Section 233.325.5 provides that a special road district incorporated under § 233.320 et seq. is "a political subdivision of the state for governmental purposes with all the powers mentioned in this section and such others as may be conferred by law." In City of Olivette v. Graeler, 338 S.W.2d 827,835 (Mo. 1960), the Missouri Supreme Court found:
         In its strict and primary sense the term `municipal corporation' applies only to incorporated cities, towns, and villages, having subordinate and local powers of legislation. * * * But in the larger and ordinarily accepted sense the term is applied to any public local corporation, exercising some function of government, and hence includes counties, school districts, townships under township organization,  special road districts and drainage districts.
(emphasis ours) (quoting State ex rel. Caldwell v. Little RiverDrainage District, 236 S.W. 15, 16 (Mo. 1921)), overruled onother grounds by City of Town and Country v. St. Louis County,657 S.W.2d 598, 606 (Mo. banc 1983).
In Laret Inv. Co. v. Dickmann, 345 Mo. 449, 134 S.W.2d 65
(banc 1939), the Missouri Supreme Court found that a special road district was a municipal corporation. In State ex rel. Crites v. West, 509 S.W.2d 482, 484 (Mo.App. 1974), the Court of Appeals stated the general rule:
    Municipal corporations only possess expressly granted powers, and powers implied from or incident to those expressly granted powers. Any reasonable doubt concerning whether or not a municipal corporation possesses a given power must be resolved in the negative. Further, where the legislature has authorized a municipal corporation to exercise a power, and prescribed the manner in which it should be exercised, any other manner of exercising the power is denied to it.
We can find no authority, express or implied, for the District to give away its excess revenues. Thus, we conclude that the District has no power to donate its revenues.
You next inquired whether the District may dissolve merely by a vote of its Board. In that regard, § 233.425 provides.
    Whenever a petition, signed by the owners of a majority of the acres of land owned by residents of the county residing within the district organized under the provisions of sections 233.320 to  233.445, shall be filed with the county commission of any county in which such district is situated, setting forth the name of the district and the number of areas owned by each signer of such petition and the whole number of areas in such district, the county commission shall have power, if in its opinion the public good will be thereby advanced, to disincorporate such road district. No such road district shall be disincorporated until notice is published in at least one newspaper of general circulation in the county where the district is situated for four weeks successively prior to the hearing of such petition.
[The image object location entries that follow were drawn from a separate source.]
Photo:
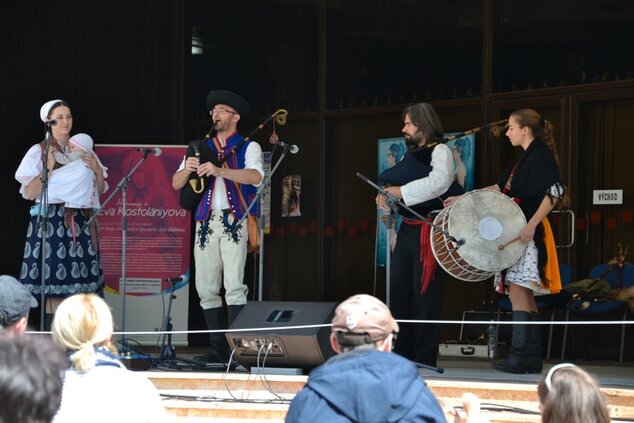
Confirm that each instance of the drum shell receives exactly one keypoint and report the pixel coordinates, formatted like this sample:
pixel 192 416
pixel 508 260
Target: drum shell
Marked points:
pixel 484 219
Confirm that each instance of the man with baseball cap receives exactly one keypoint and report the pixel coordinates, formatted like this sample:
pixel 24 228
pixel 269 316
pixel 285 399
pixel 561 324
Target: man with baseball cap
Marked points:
pixel 220 248
pixel 15 303
pixel 365 382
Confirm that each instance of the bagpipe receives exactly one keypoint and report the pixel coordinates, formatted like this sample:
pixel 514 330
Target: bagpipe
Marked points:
pixel 598 290
pixel 192 192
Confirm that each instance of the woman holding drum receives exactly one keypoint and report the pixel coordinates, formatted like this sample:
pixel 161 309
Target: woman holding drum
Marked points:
pixel 533 182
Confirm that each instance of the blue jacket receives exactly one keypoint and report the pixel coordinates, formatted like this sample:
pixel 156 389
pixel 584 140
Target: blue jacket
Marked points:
pixel 365 386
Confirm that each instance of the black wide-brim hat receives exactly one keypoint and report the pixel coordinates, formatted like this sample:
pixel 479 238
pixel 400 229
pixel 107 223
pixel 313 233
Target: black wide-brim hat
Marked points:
pixel 230 99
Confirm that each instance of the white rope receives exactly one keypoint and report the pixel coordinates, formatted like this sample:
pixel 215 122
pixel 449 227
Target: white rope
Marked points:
pixel 441 322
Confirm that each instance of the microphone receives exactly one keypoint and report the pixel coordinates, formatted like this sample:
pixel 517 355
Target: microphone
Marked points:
pixel 181 278
pixel 290 147
pixel 155 151
pixel 275 140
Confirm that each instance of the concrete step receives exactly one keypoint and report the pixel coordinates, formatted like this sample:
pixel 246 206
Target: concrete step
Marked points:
pixel 247 397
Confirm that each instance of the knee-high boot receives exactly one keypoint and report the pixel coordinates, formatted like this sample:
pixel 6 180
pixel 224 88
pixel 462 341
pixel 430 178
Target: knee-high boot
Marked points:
pixel 215 319
pixel 232 313
pixel 535 361
pixel 521 356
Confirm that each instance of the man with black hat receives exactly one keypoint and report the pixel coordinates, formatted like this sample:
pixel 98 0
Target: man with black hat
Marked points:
pixel 15 303
pixel 365 382
pixel 220 248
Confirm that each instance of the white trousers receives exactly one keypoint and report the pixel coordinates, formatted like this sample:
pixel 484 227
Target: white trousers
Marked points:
pixel 221 259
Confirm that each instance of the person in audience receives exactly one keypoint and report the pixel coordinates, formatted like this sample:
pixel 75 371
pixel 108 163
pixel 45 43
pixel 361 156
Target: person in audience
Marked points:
pixel 15 303
pixel 365 381
pixel 570 394
pixel 83 326
pixel 31 369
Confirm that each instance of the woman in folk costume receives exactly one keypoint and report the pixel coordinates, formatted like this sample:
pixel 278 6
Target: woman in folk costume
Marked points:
pixel 75 183
pixel 533 182
pixel 72 264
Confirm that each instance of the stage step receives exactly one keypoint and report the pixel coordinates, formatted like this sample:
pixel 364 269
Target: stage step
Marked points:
pixel 246 397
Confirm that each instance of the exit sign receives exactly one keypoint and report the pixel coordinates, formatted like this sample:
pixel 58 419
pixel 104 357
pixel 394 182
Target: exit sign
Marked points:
pixel 607 196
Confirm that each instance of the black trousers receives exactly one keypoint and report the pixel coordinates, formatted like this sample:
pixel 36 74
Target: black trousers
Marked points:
pixel 417 342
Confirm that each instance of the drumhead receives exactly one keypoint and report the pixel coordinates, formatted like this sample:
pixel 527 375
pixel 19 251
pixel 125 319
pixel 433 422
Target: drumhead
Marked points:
pixel 484 219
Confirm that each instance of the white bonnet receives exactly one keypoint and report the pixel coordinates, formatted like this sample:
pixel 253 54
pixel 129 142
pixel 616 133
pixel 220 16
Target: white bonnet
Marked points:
pixel 83 141
pixel 46 109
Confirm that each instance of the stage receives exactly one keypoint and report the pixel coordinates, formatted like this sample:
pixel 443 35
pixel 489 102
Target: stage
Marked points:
pixel 239 395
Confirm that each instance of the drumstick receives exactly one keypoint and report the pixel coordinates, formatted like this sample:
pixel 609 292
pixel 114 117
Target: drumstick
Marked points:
pixel 503 246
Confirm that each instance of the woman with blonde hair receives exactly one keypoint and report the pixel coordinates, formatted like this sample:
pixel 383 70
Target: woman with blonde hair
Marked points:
pixel 83 326
pixel 570 394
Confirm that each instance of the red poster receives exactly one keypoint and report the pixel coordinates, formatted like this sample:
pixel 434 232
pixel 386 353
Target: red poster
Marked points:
pixel 158 230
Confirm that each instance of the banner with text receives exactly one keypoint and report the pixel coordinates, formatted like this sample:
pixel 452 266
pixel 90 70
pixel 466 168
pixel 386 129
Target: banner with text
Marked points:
pixel 144 234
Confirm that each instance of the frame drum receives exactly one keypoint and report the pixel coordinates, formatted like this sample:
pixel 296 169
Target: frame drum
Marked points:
pixel 484 219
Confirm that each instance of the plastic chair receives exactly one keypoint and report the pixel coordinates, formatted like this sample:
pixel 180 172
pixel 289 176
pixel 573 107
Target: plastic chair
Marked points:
pixel 545 302
pixel 602 271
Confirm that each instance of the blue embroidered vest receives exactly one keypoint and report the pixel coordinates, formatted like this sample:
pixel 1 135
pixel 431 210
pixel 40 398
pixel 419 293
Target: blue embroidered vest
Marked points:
pixel 236 161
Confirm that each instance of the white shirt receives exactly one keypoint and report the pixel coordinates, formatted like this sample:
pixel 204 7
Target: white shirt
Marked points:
pixel 73 184
pixel 252 160
pixel 436 183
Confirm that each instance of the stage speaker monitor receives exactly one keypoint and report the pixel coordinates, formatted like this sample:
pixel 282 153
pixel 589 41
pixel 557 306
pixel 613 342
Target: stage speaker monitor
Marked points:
pixel 304 348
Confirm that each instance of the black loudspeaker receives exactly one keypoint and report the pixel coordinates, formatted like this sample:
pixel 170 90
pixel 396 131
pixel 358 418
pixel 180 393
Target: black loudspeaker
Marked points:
pixel 303 348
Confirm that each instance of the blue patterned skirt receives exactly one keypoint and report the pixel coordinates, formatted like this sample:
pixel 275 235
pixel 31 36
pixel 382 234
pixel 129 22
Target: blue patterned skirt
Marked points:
pixel 72 263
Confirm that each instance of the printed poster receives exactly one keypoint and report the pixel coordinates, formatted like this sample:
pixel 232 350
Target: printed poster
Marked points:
pixel 156 247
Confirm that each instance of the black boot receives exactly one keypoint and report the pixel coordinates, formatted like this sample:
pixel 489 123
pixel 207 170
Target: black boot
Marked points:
pixel 232 313
pixel 219 352
pixel 521 356
pixel 535 360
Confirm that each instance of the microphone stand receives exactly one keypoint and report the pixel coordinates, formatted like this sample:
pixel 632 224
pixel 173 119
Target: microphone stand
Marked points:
pixel 123 187
pixel 167 352
pixel 389 222
pixel 42 220
pixel 258 194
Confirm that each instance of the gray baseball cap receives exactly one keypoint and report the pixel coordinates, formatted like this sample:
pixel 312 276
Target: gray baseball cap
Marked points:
pixel 15 300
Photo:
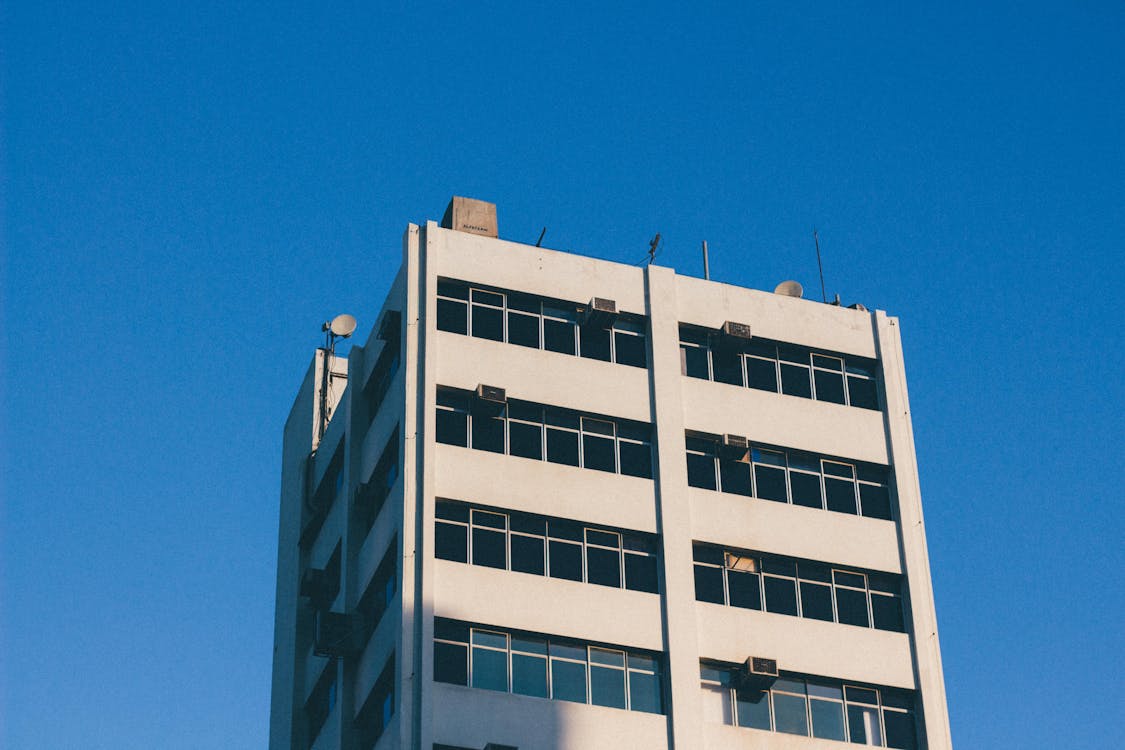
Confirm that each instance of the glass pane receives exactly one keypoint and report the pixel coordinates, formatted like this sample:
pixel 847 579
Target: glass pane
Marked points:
pixel 451 663
pixel 875 500
pixel 599 453
pixel 452 316
pixel 489 669
pixel 817 601
pixel 488 548
pixel 770 484
pixel 728 366
pixel 789 714
pixel 827 720
pixel 887 612
pixel 753 707
pixel 529 675
pixel 629 350
pixel 900 730
pixel 794 380
pixel 640 574
pixel 452 427
pixel 709 585
pixel 523 330
pixel 487 298
pixel 829 386
pixel 525 440
pixel 451 542
pixel 558 336
pixel 603 567
pixel 840 495
pixel 487 433
pixel 565 560
pixel 806 489
pixel 487 323
pixel 561 446
pixel 735 477
pixel 781 595
pixel 693 362
pixel 863 725
pixel 716 704
pixel 594 343
pixel 636 459
pixel 528 554
pixel 568 680
pixel 862 392
pixel 608 686
pixel 645 693
pixel 744 589
pixel 762 373
pixel 852 606
pixel 701 471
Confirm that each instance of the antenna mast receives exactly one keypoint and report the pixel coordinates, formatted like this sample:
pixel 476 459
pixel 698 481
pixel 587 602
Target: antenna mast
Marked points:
pixel 820 267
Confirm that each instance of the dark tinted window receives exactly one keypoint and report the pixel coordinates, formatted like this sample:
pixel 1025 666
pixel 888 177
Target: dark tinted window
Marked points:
pixel 852 607
pixel 450 663
pixel 566 560
pixel 452 316
pixel 781 595
pixel 523 330
pixel 744 589
pixel 528 554
pixel 488 548
pixel 451 542
pixel 709 585
pixel 595 342
pixel 770 482
pixel 563 446
pixel 487 323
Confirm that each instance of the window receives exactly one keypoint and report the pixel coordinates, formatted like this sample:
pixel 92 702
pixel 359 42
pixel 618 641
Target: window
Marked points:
pixel 788 476
pixel 776 367
pixel 538 323
pixel 800 588
pixel 378 708
pixel 321 702
pixel 534 544
pixel 546 667
pixel 372 494
pixel 820 707
pixel 538 432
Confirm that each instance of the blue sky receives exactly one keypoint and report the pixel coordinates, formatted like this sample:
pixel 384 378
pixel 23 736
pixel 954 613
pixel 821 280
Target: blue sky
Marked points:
pixel 190 189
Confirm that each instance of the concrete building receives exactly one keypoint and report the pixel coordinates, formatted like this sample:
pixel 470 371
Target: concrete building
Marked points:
pixel 567 503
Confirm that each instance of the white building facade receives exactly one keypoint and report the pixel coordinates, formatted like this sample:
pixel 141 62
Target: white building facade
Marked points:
pixel 567 503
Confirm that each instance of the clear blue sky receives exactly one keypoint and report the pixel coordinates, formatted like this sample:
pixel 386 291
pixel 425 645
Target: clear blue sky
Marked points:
pixel 190 189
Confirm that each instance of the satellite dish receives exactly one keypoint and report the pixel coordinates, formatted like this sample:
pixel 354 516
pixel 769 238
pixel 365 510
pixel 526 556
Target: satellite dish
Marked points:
pixel 789 289
pixel 342 326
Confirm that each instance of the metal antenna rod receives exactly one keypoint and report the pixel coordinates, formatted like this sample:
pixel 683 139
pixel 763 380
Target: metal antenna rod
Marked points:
pixel 816 240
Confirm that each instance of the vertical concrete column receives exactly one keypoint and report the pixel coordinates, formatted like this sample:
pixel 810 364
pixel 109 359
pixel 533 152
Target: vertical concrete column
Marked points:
pixel 407 654
pixel 912 535
pixel 673 509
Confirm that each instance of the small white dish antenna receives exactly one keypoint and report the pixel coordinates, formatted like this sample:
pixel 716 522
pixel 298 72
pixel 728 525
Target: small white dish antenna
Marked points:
pixel 789 289
pixel 342 326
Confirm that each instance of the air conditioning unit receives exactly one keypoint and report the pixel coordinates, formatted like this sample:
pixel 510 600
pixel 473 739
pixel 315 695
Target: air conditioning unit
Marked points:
pixel 600 314
pixel 338 634
pixel 736 446
pixel 758 672
pixel 492 395
pixel 732 330
pixel 317 586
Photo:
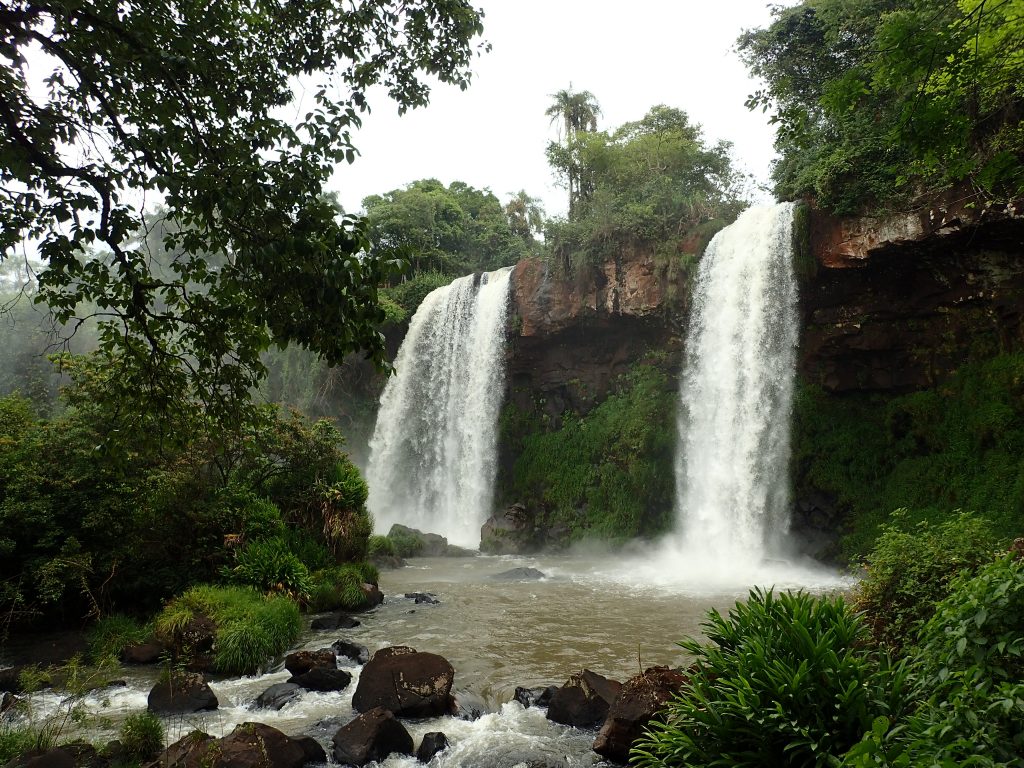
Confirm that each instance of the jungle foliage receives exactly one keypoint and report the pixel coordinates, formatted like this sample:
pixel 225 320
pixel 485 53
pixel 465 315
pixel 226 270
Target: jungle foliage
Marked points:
pixel 956 445
pixel 878 102
pixel 183 100
pixel 607 474
pixel 649 182
pixel 101 514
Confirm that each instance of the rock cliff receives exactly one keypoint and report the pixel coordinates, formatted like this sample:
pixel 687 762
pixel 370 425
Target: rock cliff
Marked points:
pixel 895 304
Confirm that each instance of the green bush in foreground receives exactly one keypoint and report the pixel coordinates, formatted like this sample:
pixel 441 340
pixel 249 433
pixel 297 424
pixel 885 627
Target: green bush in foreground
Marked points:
pixel 142 735
pixel 251 629
pixel 969 695
pixel 909 571
pixel 785 681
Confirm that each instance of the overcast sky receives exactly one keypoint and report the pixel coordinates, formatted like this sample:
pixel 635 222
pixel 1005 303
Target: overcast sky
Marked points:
pixel 631 54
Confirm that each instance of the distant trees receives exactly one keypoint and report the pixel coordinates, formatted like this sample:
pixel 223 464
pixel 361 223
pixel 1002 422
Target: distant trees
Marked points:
pixel 880 101
pixel 651 180
pixel 577 112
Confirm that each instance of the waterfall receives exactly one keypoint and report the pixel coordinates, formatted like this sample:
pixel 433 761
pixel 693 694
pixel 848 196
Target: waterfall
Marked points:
pixel 736 395
pixel 433 454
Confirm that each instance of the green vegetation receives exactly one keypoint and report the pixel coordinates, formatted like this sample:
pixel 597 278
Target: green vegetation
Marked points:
pixel 250 628
pixel 957 445
pixel 908 571
pixel 142 735
pixel 607 474
pixel 650 182
pixel 122 121
pixel 878 102
pixel 784 681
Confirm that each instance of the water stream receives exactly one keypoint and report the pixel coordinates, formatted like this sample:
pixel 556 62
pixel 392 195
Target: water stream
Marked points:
pixel 433 454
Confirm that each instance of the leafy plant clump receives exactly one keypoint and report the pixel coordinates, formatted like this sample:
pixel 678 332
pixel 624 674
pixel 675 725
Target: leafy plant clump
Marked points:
pixel 142 735
pixel 341 587
pixel 908 571
pixel 784 681
pixel 250 629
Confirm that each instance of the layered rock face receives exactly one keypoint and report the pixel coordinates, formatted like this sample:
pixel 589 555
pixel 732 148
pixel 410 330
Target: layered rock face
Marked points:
pixel 573 335
pixel 893 305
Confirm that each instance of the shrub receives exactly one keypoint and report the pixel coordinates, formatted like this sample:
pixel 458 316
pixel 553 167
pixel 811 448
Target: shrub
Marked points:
pixel 909 571
pixel 142 735
pixel 341 587
pixel 270 566
pixel 785 681
pixel 251 629
pixel 970 667
pixel 111 635
pixel 381 546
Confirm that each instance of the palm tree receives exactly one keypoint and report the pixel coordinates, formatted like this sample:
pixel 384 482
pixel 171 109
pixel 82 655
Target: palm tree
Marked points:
pixel 577 112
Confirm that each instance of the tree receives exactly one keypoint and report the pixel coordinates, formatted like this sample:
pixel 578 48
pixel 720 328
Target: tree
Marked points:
pixel 578 113
pixel 453 229
pixel 879 102
pixel 525 216
pixel 107 104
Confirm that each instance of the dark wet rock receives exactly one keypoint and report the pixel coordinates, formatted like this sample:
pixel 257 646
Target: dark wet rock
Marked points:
pixel 406 682
pixel 358 653
pixel 535 696
pixel 249 745
pixel 10 679
pixel 423 598
pixel 323 679
pixel 334 622
pixel 519 574
pixel 8 701
pixel 636 705
pixel 372 736
pixel 510 532
pixel 142 653
pixel 584 700
pixel 258 745
pixel 180 693
pixel 301 662
pixel 432 742
pixel 313 752
pixel 192 750
pixel 278 695
pixel 74 755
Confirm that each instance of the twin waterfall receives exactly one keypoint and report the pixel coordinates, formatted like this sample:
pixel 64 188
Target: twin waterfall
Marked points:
pixel 433 454
pixel 432 457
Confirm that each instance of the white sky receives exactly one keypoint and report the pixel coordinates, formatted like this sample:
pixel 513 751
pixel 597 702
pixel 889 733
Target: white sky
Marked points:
pixel 631 54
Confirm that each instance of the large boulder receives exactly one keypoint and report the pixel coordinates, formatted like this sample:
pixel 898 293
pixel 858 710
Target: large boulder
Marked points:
pixel 301 662
pixel 636 705
pixel 278 695
pixel 584 700
pixel 258 745
pixel 180 693
pixel 509 532
pixel 323 679
pixel 407 682
pixel 371 737
pixel 249 745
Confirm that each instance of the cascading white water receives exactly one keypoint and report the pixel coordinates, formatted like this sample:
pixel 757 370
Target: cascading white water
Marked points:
pixel 433 454
pixel 736 396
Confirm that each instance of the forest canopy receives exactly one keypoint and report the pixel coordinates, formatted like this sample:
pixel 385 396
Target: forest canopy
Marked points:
pixel 109 105
pixel 878 102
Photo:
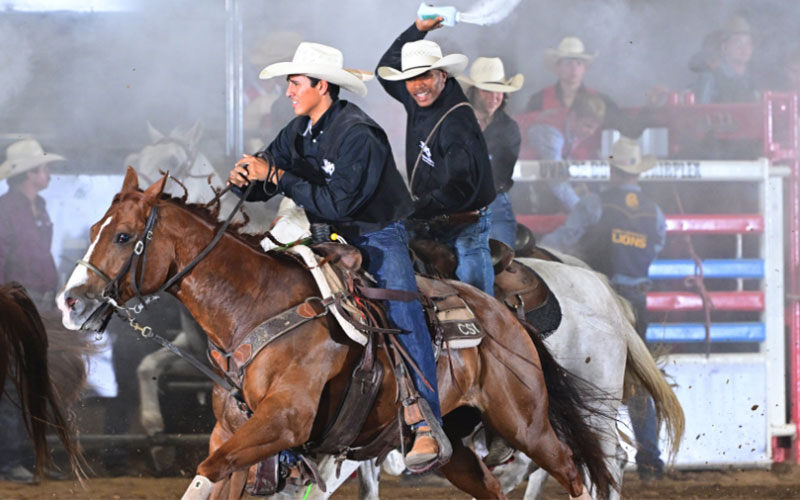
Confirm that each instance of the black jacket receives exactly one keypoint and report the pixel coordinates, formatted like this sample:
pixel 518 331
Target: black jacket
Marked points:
pixel 625 239
pixel 503 140
pixel 456 176
pixel 341 171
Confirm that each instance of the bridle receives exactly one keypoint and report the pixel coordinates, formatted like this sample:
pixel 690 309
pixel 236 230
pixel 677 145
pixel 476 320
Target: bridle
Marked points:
pixel 111 298
pixel 138 258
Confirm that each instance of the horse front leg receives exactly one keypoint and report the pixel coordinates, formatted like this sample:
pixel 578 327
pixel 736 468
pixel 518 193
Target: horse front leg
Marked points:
pixel 280 421
pixel 148 372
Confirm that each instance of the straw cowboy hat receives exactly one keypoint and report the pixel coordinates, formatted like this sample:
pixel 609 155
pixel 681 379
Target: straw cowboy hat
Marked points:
pixel 626 155
pixel 275 47
pixel 487 73
pixel 418 57
pixel 323 62
pixel 570 47
pixel 23 156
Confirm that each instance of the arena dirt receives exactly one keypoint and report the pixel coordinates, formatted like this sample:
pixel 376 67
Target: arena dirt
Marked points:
pixel 759 484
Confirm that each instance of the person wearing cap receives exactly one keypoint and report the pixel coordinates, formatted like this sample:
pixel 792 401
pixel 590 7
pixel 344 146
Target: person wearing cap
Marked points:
pixel 335 162
pixel 731 79
pixel 487 89
pixel 26 234
pixel 619 232
pixel 447 161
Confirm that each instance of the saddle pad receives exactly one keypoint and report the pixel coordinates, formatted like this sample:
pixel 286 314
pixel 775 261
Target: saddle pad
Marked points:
pixel 329 284
pixel 546 317
pixel 458 323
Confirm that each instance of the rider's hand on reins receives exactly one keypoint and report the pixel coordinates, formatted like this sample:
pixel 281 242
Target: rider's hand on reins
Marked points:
pixel 253 168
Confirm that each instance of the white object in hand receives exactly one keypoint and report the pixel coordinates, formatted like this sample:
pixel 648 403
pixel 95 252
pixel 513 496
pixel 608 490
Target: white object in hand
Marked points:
pixel 449 13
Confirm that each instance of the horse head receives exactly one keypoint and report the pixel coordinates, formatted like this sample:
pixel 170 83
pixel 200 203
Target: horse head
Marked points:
pixel 176 152
pixel 113 268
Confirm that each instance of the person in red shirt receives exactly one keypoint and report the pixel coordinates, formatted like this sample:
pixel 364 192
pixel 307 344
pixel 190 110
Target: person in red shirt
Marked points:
pixel 25 236
pixel 26 232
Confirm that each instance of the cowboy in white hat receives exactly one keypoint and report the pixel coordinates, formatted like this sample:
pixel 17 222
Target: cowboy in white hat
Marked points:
pixel 619 232
pixel 449 173
pixel 336 162
pixel 731 79
pixel 26 235
pixel 26 232
pixel 569 61
pixel 265 112
pixel 487 88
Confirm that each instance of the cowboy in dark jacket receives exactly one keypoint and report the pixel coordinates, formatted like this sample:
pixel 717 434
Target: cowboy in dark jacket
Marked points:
pixel 447 161
pixel 335 162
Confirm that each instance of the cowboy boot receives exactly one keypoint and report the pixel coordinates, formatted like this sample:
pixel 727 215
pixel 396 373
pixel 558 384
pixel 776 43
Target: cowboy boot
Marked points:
pixel 425 449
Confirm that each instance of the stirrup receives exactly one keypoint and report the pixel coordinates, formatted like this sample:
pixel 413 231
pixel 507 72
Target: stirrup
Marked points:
pixel 437 433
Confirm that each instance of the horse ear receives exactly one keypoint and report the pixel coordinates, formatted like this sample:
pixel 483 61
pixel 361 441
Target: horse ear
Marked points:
pixel 131 182
pixel 194 134
pixel 153 193
pixel 155 134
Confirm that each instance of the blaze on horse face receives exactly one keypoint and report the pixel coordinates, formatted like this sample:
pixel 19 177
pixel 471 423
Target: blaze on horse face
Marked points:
pixel 113 239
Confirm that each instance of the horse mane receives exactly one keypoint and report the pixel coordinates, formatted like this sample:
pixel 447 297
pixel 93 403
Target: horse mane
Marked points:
pixel 202 211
In State ex rel. Crites, supra., the dissolution of a fire protection district was at issue. There, the court found that there was no implied or inherent power of the board to dissolve the district, particularly where, as here, the legislature has specifically provided the method for dissolution. Thus, we conclude that the District may dissolve only in accordance with § 233.425. That statute sets forth a procedure involving much more than a vote of the Board.
CONCLUSION
It is the opinion of this office that a special road district organized under § 233.320 et seq. may not give away its revenues. Further, those districts may dissolve only in accordance with § 233.425.
Very truly yours,
                                  JEREMIAH W. (JAY) NIXON Attorney General
1 All statutory references, unless otherwise noted, are to the 1994 Revised Statutes of Missouri (RSMo).